1 avril 2014

Le curieux "pas de deux" d'Europe Ecologie les Verts.

C'est un communiqué, tombé ce soir vers 20h30, qui veut dire beaucoup.

EELV ne participe pas à un gouvernement dirigé par Manuel Valls. Après une journée de "discussions", c'est presque heureux pour qui comprend la direction prise et renforcée par François Hollande.

EELV restera un "partenaire vigilant". Quelle jolie formule... Les écologistes ne pouvaient que tenir compte de qui fut leur allié électoral. Mais ils n'ont pas encore tiré les leçons d'une autonomie à portée de main.

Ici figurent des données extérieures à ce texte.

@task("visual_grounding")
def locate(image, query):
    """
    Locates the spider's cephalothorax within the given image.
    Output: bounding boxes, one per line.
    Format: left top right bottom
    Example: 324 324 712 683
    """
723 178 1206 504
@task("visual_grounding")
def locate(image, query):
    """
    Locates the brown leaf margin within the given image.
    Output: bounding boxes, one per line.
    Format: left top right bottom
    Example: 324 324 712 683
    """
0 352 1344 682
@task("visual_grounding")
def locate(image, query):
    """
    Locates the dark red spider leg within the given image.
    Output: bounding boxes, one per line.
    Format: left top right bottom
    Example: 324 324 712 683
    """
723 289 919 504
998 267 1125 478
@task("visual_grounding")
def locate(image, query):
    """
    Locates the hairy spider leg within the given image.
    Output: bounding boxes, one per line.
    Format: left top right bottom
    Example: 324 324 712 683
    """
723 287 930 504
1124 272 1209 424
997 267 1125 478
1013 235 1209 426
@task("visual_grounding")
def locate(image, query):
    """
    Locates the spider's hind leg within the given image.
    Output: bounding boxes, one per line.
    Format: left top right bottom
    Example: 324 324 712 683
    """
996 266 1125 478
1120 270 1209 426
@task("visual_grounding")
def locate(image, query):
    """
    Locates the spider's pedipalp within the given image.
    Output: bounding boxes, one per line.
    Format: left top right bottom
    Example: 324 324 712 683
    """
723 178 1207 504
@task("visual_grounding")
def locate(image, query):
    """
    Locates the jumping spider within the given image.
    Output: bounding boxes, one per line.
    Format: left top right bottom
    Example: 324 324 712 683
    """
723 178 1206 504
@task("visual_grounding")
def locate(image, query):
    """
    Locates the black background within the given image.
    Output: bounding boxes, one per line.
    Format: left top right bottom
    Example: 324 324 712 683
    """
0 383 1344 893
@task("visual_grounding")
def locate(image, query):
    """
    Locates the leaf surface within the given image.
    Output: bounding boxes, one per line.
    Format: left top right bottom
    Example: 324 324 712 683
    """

EELV reste traversée par des courants. L'un ne supporte plus rien dans cette Hollandie partie en vrille. Elle applaudit Grenoble et ces autres alliances. L'autre reste tentée par l'expérience gouvernementale. On l'entendait s'exprimer à travers Jean-Vincent Placé ou François de Rugy.

A bon entendeur...

Déclaration d’EELV

Les écologistes prennent acte de la volonté du Président de la République de tirer les leçons du scrutin municipal. Ils notent notamment que le Président de la République a annoncé la sortie de la dépendance de notre pays au pétrole et au tout nucléaire.
Toutefois, à ce stade, nous ne pouvons qu’espérer un véritable changement de cap. La non remise en cause des orientations budgétaires ne nous semble pas de nature à permettre cette transition énergétique de grande ampleur que nous appelons de nos voeux.
Les écologistes soutiendront sans faille le gouvernement à chaque fois qu’il s’engagera sur le chemin du progrès et de l’écologie, mais s’opposeront aux renoncements et quand l’écologie ne sera pas au rendez-vous.
 Malgré les propositions faites par Manuel Valls, les conditions en l’état ne sont pas réunies pour qu’Europe Ecologie Les Verts participe au gouvernement. Nous serons des partenaires vigilants et présents pour que cette transition s’incarne dans des mesures d’ampleur.
Emmanuelle Cosse, Secrétaire nationale d’EELV et le Bureau exécutif

8 commentaires:

  1. Ne vous découragez pas, Juan ! Attendons de voir ce qui va se passer. Moi, je vais me poser un peu, parce que ces dernières élections m'ont pris la tête.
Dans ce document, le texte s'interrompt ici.